Tuesday, 10 February 2009

Terrorist search -use of language searches

I read the post sent by Statewatch in its last newsletter. I clicked rather out of habit/curiosity than anything else, but what I read, I found deeply disturbing. Please read the whole post before reading mine - you will then understanding exactly what I mean.

Those are extracts on which my analysis is based:
"Andrej works as a sociologist on issues such as gentrification and the situation of tenants. Outside academia he is actively involved in tenants' organizations and movements that deal with gentrification and urban development. Using words such as 'gentrification', 'marxist-leninist', 'precarisation' oder 'reproduction' in their texts was enough to start complete surveillance (a linguistic analysis by the Federal Police later showed it's most unlikely they wrote these texts). "

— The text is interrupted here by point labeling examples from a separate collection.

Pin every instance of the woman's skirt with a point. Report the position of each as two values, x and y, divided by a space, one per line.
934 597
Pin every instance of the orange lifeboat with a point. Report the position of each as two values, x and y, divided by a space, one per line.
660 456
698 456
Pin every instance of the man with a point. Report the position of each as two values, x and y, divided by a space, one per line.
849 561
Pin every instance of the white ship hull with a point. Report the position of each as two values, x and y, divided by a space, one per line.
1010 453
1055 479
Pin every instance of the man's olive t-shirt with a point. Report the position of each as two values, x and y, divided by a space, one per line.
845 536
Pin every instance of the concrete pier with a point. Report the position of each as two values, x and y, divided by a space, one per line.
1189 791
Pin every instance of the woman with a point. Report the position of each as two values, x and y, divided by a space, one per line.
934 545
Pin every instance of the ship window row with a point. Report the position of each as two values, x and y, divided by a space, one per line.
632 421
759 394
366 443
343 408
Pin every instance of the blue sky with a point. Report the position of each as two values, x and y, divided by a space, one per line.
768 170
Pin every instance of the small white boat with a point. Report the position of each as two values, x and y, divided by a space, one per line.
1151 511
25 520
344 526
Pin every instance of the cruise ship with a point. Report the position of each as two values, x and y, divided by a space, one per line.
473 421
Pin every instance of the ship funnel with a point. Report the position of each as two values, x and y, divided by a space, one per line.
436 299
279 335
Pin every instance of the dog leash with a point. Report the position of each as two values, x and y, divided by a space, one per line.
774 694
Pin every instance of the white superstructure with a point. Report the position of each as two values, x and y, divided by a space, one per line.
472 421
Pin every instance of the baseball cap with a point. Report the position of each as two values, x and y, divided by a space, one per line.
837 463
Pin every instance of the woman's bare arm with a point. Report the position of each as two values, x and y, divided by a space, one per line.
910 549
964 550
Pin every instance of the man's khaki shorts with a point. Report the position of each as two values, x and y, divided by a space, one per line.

My interpretation is as follow: the police is simply using extensive powers not to do their job.
As a researcher using the web to find documentation (perfectly respectable by the way), I use regularly keywords. I also know by experience that what I want is NEVER EVER under the keywords that I type. In other words, the most obvious range of keywords will lead me to documents I don't really have any use for. Anybody using the web extensively knows that.
I worked on an article about hatecrime in cyberspace - I wanted the UN Human rights committee decision on Faurisson - I typed Faurisson & decision and used google.com. The revisionist website of aaargh came up (it does not, by the way, if you use google.fr - the website is blocked). Now linguisticly, the website never uses any offensive language; the decision published should be questioned for its reliability because it is not the official UN website (even if it is not unreliable). Conversely, although I have not done personally conducted such research, those who look at websites from neo-nazis and the like all know that the obvious words of nazis won't bring you many websites; that the most dangerous and scary stuff appear at random under the most unlikely headings (see Roversi's book on Hatecrime).
Coming back to this post I refer to, what does it mean? that the German police simply should get a grip with technology and a tutorial on internet/google searches held by librarians could actually help them understanding the fundamental flaw of their investigation practices. They used words they associate with terrorism and terrorists to conduct their search, but no other ground work substantiated their analysis before they sought permission to wiretap!!! Which, by the way, shows also how clueless the judges are...

the rest of the investigation seems also a lot of rubbish based on assumptions rather than real facts. To suspect somebody because they don't use mobile phones sometimes or do not say things on the phone or encrypt their e-mails can have several explanations. I don't use a mobile phone; I certainly will NOT say certain things on the phone or by e-mail; and if I don't encrypt usually, I certainly could do so sometimes, for security purposes because I don't want anybody knowing. But that does not make me a terrorism.
If I were politically active, would the situation change? no, because my ideas of dissent do not make me suspect of mass murder, just because I dissent.